Mr. Campbell is not an uncritical supporter of the left (“…I have concerns that [British Labour Leader Jeremy] Corbyn’s shift to the left—a few months after the country as a whole rejected Labour in part because we were seen as too left-wing already—will make it harder to win over the country in a general election…”) but his sympathies clearly lie with the Democratic Party.
He wrote about the American politicisation of gun control and climate change from a predictably European stance, stating:
“How these two issues have become so politicized is truly baffling to most people in Europe, where the consensus is that guns are a force for bad not good, and though there can be arguments about the scale of the threat to our world from climate change, that man-made climate change exists is agreed by all but an oddball minority.
“To hear Republican nomination candidate Dr. Ben Carson suggesting the Holocaust might not have happened had the Jews been able to defend themselves with guns—where do you even start? As for climate change, the polarized culture means that politics drowns out science to an extent that—not to put too fine a point on it—puts the future of the planet at considerable risk. In the book I was promoting I write about the tendency of politicians to use data not to devise thought-through policy and challenge their own opinions, but for confirmation bias. The climate change deniers in the U.S have this confirmation bias down to a fine, and dangerous, art.”
It was his further analysis of the Presidential nomination process, offering the perspective of a professional observer, which was more interesting.
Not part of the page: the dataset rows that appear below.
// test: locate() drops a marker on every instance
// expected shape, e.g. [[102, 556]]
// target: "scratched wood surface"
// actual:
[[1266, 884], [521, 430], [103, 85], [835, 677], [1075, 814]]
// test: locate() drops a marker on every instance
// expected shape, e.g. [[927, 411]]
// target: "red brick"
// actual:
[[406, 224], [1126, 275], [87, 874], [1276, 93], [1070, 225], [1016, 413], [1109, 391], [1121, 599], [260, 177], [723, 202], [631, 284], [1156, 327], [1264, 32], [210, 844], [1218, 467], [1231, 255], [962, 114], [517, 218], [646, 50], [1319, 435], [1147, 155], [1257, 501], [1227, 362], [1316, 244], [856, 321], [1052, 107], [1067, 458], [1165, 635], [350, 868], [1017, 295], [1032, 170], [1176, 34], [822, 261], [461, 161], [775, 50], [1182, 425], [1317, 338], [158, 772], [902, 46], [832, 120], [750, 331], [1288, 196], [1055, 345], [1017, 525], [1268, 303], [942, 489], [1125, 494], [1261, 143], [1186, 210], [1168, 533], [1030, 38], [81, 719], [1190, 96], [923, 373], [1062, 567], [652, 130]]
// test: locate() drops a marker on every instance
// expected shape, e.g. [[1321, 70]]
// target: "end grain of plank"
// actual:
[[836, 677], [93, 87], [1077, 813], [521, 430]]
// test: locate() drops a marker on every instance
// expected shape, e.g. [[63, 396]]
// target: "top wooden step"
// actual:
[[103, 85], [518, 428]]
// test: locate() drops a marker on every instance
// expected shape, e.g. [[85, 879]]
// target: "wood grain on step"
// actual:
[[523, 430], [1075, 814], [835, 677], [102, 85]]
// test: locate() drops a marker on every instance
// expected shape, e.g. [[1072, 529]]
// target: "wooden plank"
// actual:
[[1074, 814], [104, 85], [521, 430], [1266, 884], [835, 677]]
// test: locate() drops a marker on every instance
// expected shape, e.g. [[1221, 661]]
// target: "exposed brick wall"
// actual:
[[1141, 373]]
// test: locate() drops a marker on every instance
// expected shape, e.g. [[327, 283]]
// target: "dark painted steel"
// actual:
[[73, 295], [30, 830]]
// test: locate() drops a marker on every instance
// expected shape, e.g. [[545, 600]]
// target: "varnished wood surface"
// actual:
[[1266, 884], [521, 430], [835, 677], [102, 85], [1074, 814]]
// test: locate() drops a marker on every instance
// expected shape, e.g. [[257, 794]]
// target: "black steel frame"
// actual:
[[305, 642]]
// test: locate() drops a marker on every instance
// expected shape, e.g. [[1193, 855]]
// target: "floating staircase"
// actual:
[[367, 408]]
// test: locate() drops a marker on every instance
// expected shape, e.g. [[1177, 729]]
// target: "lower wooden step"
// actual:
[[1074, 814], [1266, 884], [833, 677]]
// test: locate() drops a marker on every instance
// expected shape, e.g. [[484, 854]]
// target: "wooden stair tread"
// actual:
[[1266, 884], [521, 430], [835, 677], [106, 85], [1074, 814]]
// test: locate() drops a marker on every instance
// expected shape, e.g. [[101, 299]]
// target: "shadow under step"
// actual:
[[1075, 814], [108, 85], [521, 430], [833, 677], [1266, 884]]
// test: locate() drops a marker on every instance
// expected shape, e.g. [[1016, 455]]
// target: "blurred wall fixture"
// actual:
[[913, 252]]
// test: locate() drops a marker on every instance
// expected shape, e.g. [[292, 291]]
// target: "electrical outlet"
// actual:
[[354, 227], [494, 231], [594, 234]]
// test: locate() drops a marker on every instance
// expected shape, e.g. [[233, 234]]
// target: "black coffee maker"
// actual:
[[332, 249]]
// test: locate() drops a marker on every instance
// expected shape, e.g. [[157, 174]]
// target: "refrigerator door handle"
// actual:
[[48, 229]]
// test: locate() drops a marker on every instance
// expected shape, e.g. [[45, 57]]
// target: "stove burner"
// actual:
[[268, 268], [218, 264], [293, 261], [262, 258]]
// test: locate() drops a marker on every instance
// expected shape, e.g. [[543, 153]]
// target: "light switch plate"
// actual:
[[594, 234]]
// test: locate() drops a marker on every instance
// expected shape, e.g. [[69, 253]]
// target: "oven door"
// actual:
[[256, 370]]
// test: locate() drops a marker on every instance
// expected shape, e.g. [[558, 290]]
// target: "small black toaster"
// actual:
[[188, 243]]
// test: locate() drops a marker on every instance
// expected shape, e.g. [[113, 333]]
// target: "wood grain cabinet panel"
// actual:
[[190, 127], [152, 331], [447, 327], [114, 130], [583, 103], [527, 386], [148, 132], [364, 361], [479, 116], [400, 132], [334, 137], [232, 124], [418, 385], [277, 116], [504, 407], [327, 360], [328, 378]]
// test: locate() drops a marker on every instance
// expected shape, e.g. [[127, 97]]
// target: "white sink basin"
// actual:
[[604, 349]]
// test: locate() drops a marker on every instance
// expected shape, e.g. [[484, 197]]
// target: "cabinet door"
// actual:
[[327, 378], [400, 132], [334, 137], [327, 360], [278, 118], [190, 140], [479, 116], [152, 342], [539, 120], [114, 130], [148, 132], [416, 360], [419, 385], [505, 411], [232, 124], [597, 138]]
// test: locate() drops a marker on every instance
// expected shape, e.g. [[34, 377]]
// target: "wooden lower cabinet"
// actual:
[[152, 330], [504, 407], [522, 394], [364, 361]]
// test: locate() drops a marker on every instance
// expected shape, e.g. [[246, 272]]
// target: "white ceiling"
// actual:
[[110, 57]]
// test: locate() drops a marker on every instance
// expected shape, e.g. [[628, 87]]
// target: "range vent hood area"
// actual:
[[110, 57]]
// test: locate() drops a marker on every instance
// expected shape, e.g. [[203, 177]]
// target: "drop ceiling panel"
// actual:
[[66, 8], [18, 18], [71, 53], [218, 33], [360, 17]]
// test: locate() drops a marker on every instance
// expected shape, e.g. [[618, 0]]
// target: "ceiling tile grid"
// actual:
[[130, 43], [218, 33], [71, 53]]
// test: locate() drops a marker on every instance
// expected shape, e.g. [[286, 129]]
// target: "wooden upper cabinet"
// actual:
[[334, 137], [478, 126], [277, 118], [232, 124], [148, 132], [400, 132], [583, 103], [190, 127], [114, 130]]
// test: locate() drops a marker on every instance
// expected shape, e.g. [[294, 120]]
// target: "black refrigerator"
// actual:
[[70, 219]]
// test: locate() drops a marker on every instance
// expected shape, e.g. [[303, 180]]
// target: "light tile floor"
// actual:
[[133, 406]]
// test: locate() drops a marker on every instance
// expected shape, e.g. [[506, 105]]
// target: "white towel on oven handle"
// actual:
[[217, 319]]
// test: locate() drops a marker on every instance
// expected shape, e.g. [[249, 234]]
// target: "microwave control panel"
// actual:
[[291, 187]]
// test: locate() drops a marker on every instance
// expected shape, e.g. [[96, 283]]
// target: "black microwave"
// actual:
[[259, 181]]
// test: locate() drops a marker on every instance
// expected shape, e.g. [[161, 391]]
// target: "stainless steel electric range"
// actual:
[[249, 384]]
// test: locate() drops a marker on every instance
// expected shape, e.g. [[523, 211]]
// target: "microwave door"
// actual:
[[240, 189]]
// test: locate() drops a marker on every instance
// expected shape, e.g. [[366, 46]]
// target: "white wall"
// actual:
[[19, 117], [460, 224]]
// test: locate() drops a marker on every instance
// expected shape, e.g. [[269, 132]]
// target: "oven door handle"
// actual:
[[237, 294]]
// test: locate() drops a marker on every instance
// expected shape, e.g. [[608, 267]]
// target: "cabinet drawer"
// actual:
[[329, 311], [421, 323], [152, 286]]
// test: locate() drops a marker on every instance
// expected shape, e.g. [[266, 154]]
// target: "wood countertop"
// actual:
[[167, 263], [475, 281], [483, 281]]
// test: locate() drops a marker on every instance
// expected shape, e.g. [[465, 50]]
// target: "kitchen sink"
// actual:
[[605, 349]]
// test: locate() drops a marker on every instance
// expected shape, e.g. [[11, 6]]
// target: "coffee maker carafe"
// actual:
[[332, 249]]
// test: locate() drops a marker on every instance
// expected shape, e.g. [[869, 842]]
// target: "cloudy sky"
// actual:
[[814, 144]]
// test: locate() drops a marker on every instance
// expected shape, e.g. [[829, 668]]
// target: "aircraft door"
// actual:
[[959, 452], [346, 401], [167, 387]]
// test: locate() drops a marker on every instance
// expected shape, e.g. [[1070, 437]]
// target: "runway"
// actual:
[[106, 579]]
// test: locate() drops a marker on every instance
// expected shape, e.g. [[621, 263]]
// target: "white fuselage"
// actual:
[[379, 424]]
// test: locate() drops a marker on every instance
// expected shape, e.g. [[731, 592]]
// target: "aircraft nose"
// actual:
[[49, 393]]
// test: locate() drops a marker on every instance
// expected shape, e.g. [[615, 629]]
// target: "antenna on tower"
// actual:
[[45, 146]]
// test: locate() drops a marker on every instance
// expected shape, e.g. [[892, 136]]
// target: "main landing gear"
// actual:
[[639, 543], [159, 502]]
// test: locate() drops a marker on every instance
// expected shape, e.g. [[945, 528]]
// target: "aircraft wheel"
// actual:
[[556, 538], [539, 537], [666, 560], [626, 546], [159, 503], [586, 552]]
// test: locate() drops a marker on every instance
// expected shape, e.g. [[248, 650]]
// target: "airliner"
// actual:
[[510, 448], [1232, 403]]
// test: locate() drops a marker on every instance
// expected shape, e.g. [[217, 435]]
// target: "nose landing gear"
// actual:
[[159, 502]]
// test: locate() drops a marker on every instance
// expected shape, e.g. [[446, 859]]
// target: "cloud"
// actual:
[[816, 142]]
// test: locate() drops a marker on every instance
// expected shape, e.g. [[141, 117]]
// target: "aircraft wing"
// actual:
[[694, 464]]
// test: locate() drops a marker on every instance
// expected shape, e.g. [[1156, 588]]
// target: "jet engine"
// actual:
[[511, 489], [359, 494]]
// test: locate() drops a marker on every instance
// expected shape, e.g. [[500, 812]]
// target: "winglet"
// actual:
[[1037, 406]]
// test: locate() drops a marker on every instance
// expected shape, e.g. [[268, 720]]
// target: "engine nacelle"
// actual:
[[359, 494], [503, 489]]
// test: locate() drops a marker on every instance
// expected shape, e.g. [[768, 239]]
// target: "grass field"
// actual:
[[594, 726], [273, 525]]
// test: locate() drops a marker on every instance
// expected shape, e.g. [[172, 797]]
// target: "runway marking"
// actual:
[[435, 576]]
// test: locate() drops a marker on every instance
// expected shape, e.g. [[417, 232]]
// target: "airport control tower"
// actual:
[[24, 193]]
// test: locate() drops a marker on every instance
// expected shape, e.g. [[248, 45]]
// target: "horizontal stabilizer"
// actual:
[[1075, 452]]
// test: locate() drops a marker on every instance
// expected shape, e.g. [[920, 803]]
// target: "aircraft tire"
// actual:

Mr. Campbell says the Republican Party “appears incapable of uniting around either ideas or a leader” continuing:
“The strong strand of anti-Washington, anti-government opinion is what has led to the three front-runners, non-politicians Carson, Donald Trump and Carly Fiorina, occupying the forefront.
“In the prevailing anti-politics mood, being an outsider is a huge advantage. But am I alone in worrying that the total lack of executive political experience of all three is a problem? Building up a business empire, operating on the human brain, and being a company executive, these all require certain skills. But I am not convinced any of them necessarily qualify you for the challenges that will greet the next President…
“…[Trump], Carson and Fiorina are all benefiting from the anti-politics mood, and Trump in particular—like Sanders on the other side of the divide—from the anger of men and women who feel the benefits of globalization have passed them by in favor of elites. But America needs to be careful what it wishes for. People can feel free to dismiss political experience, but if you are up against a Putin or a Xi Jinping or a Netanyahu, let alone facing up to terrorist organizations intent on destroying you, this experience can come in handy. With Jeb Bush fading somewhat, if Marco Rubio can step up, stay focused on the big challenges, and break through the noise, the nomination is his for the taking—at least once Trump blows up and Carson says a few more silly things.”
Mr. Campbell also offers a wider perspective on the Presidential campaign as a whole, passing comment on Bernie Sanders (“many States are not looking for a socialist from Brooklyn to be commander-in-chief”) and Joe Biden (“who could certainly complicate things for Clinton”) before concluding:
“Hillary has strength, resilience and experience, all good winning qualities. But she also needs to remember the words of her husband’s campaign theme song: Don’t-Stop-Thinking-About-Tomorrow. She needs to own the future, not just have a record to defend from the past. And she needs to get heard…
“Let the media gorge on the tactics. But the candidate who best ignores the noise, stays true to a strong strategy, and drives that strategy forward, is the one who will be best placed to win. And they will deserve to.
“As to what that means for a possible outcome, I am going for Clinton vs. Rubio, with Hillary as the eventual winner. Then again, I predicted she would win last time, and Barack Obama proved her, me and a lot of other people wrong.”